Well, where do I even begin? I’m almost positive you’ve all heard that start to a blog post before, right? I understand it all may seem a bit hazy right now… But do not fear! I have a lot in store for my first ever blog! I welcome you here, where you can join me in discussions, read up on my daily blogs, or just do a bit of light reading. I am here to share it all with you. 

So I start with this; where it all began.

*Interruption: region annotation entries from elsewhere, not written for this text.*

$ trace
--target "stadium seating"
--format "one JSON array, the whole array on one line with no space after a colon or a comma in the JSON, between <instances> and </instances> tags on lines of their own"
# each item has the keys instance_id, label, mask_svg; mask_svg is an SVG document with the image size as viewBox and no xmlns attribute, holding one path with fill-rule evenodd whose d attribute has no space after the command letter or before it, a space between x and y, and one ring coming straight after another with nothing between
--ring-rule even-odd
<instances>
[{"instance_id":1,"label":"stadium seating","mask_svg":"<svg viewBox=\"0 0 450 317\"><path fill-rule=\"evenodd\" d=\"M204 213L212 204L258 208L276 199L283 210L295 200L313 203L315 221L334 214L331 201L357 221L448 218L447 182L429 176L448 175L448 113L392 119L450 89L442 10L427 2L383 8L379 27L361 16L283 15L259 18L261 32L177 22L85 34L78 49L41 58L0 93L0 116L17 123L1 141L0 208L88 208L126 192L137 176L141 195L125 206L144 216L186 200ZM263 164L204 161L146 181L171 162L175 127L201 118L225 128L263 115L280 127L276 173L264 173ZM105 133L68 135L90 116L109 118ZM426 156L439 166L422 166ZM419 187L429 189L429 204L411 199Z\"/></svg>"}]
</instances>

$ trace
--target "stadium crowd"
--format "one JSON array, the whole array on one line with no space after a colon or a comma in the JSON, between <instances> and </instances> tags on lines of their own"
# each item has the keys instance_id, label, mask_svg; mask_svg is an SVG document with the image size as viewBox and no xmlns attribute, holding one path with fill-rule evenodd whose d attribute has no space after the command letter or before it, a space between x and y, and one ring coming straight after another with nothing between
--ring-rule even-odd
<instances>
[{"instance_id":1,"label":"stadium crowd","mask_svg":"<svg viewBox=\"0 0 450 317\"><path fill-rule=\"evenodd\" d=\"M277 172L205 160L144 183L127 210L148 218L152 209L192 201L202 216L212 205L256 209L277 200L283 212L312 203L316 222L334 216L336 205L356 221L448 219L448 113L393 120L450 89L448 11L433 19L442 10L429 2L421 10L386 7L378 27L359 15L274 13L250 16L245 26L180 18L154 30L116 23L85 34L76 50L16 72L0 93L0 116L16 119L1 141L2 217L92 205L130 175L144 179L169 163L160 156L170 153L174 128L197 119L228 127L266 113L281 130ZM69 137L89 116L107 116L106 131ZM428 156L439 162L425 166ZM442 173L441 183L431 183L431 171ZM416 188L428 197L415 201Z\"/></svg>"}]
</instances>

As most people do, I have tried numerous, countless times to find something, anything that I am even remotely good at. I have found myself sitting for hours and hours with a pen and paper jotting down ideas and plans for what I could take up as a hobby. But the truth is, I found I enjoyed actually writing the lists and plans than I did any of the things I’d had so much fun jotting down. I LOVED to write! Ah-ha! At last, I’d found my cliché. Touché, inner doubtful self, touché. From that very moment, I realised I had to put aside a lot of the interests I’d scribbled down in one of my bullet point lists.

Inspiration is key. 

The thing I need to remember is, my father was extremely talented. He was a typical Jack of all Trades. I remember he would make the whole family and all of our friends double over in stitches, laughing at his jokes and hysterical facial expressions. One of his main goals in life was to become a famous stand up comedian, when he wasn’t gigging or doing his 9-5 labouring job. He would sit for hours, writing his jokes down and practising the one liners in his head, making himself chuckle along the way. I’ll never forget how brilliantly he could write a story. I’d be sat at the end of my mum’s and Dad’s bed, reading the pages as he wrote the next, waiting in suspence for what was comimg next in his newest horror story. And what an artist he was, too! The man could draw anything you put in front of him. I still have many of his drawings and inventions..(did I mention he was an inventor,also?) His bed time (or anytime) stories consisted of amazing made up adventures or real factual stories, where he’d tell me about how he won competitions in school and the prizes were art supplies.

The motivation. 

 One day, I came home from school to find my bedroom completely transformed into a jungle themed room! My dad knew my favourite movie at the time was Jumanji – with Robin Williams. I gasped in shock and amazement as I looked at the colossal paper mache elephant sticking out of the breast wall, hanging it’s massive trunk over my bed. The main feature of it all had to be the biggest wall in my room. It was covered from every corner and every single inch of the wall had detail- a giant hand painted science from Jumanji.  It even had the famous game board right in the middle, with the dice flying off each side of it. It had a stampede of animals running out of the jungle trees and leaves, with vines and wild jungle colours all over. On another wall, standing from floor to ceiling was a hand made paper mache book case. Also inspired by the movie. The detail on the actual bookshelf itself was amazing, and each book had a name of some of the family members as the title. Names like ‘ Baby Jamie ‘ and ‘Dizzy Lizzy’ were a few of my cousins my dad had nicknamed. So, I suppose you could say if I have any talent in writing at all, it’s definitely came from my Dad.

Its all looking up! 

So, that’s it! Ive written, read and proofread this post so many times, I can practically recite it in my sleep! It might not be perfect, but this is where it all began with me. I have an enormous mixture of topics I like to cover,  discuss and write about, as well as reading other people’s blogs about how they started off, and such! I honestly cannot wait to begin blogging, writing stories and sharing with you all my daily life and what we get up to as a family. I’m so excited! A diary and a notebook is always on my Christmas list, so this is perfect for me. I’m so glad you’ve come along and had a sneak peek into a small part of my past, I’ll be coming with more. I’m so charged up to start writing about my children, too!  

I’ll be back… 

 I started to write this to show where I get my inspiration, where I started, and a small look into my past. I also wanted to let a little bit of me pour in. I’m already planning my next blog… Thanks for reading.